Mr Morrish warned that the sector’s ambition and capability were being undermined by a system that isn’t working for industry.
He conceded that finance through the EU’s various mechanisms, including the EU Innovation Fund, have benefited the cement industry, but warned that “still do not match the transitional financing needs that we have in the industry”.
“It is noticeable and telling, he added, “that the only two carbon capture projects to reach financial investment decisions are outside the EU 27, in Norway and the UK.
To remedy this, Mr Morrish called for the return of 75 per cent of ETS cement revenues to the cement industry to focus on deep decarbonisation projects. “This can deliver decarbonisation at real scale.”
Mr Morrish outlined three urgent policy measures required to safeguard competitiveness of the cement industry in Europe and maintain momentum towards net zero.
First, he argued, was to deliver an effective Carbon Border Adjustment Mechanism (CBAM) without delay, to ensure fair competition for both imports and exports. Most importantly it must be operational in 10 weeks time to meet the 1 January 2026 deadline.
The second priority for the industry is access to affordable electricity and energy, essential for industrial viability.
Third is business planning certainty under the ETS framework, giving companies clarity to make long-term investment decisions, especially in this industry which has investment cycles of 30-40 years. “We still don’t know the ETS benchmark value for 2026 and we don’t know the framework after 2030,” he said.
Addressing concerns over CBAM, Morrish warned that critical questions remain unresolved regarding the verification of emissions data from exporting countries.

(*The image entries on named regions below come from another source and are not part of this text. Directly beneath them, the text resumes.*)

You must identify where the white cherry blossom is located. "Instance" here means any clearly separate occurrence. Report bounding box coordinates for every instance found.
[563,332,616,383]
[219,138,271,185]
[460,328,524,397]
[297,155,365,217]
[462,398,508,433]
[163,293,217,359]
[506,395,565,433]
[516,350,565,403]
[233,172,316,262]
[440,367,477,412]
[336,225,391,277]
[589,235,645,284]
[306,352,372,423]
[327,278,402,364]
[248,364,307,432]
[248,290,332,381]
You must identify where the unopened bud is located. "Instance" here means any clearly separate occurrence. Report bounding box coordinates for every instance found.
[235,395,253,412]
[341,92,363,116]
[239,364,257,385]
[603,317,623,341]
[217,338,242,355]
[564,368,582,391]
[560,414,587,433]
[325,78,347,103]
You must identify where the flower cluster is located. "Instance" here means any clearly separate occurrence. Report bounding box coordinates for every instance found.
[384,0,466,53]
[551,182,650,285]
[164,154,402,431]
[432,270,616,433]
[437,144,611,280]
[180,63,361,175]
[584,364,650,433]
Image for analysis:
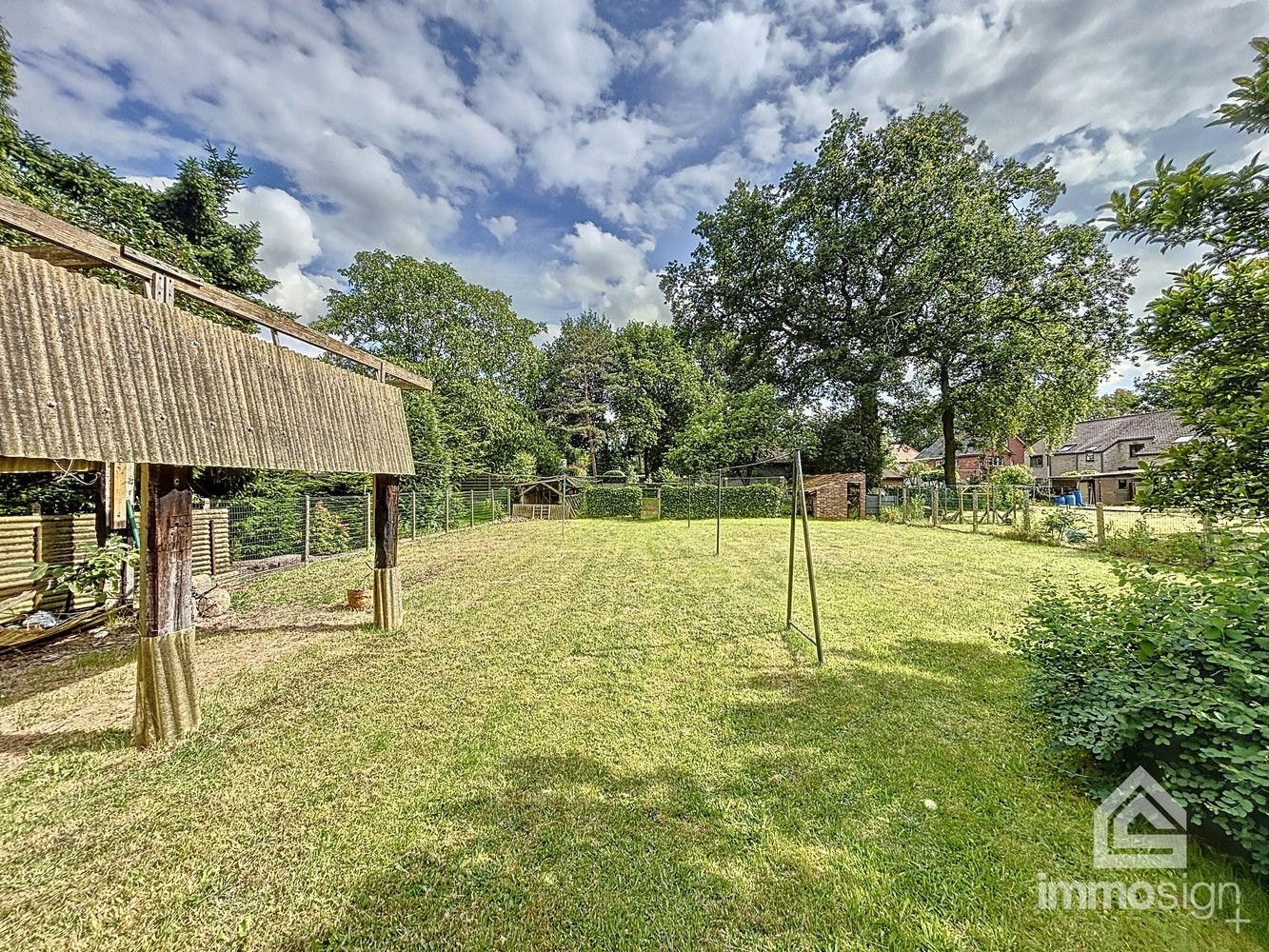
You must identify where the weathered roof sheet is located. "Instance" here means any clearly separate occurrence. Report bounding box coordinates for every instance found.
[0,248,414,473]
[1032,410,1194,456]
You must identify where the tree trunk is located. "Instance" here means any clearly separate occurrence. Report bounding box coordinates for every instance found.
[939,365,958,486]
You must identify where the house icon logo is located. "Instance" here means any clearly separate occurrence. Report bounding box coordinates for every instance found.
[1093,766,1185,869]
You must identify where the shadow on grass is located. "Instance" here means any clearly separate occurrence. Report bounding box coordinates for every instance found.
[277,640,1050,948]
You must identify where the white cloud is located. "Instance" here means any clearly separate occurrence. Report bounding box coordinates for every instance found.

Verification and auditing of imported products’ carbon footprints are still unclear, he explained. “In short, customs need to do their jobs.”
His message was direct and sobering: “We are worried – I’m nervous. If it’s not working in a year’s time, and it’s a leaking sieve, we have a big problem. It’s a real business risk. We have already been held under the water line for 10 years.”
The Cement Action Plan sets out how Europe’s cement industry can turn the vision of the Clean Industrial Deal into reality – but, as Morrish cautioned, only if policymakers deliver the right conditions for it to succeed.
Key Measures
The Cement Action Plan identifies five key levers for decarbonisation:
- Scaling up carbon capture, utilisation and storage (CCUS) across more than 100 cement kilns by 2040.
- Expanding alternative fuel use to replace up to 95 per cent of fossil fuels by mid-century.
- Increasing clinker substitution through the use of supplementary cementitious materials (SCMs) such as fly ash, calcined clays, and slag.
- Accelerating circular construction by promoting concrete recycling and secondary raw materials.
- Electrifying processes and adopting renewable energy, supported by grid access and competitive electricity prices.
Cement Europe estimates that the transition will require EUR50–60bn in investment across the value chain, including new CCUS infrastructure and transport networks. It calls for dedicated EU funding mechanisms, streamlined permitting, and binding CO2 storage targets to ensure the infrastructure is ready by the mid-2030s.
The plan also proposes green public procurement rules, a CO2 product labelling system, and a just transition framework to ensure workers and regions benefit from industrial decarbonisation.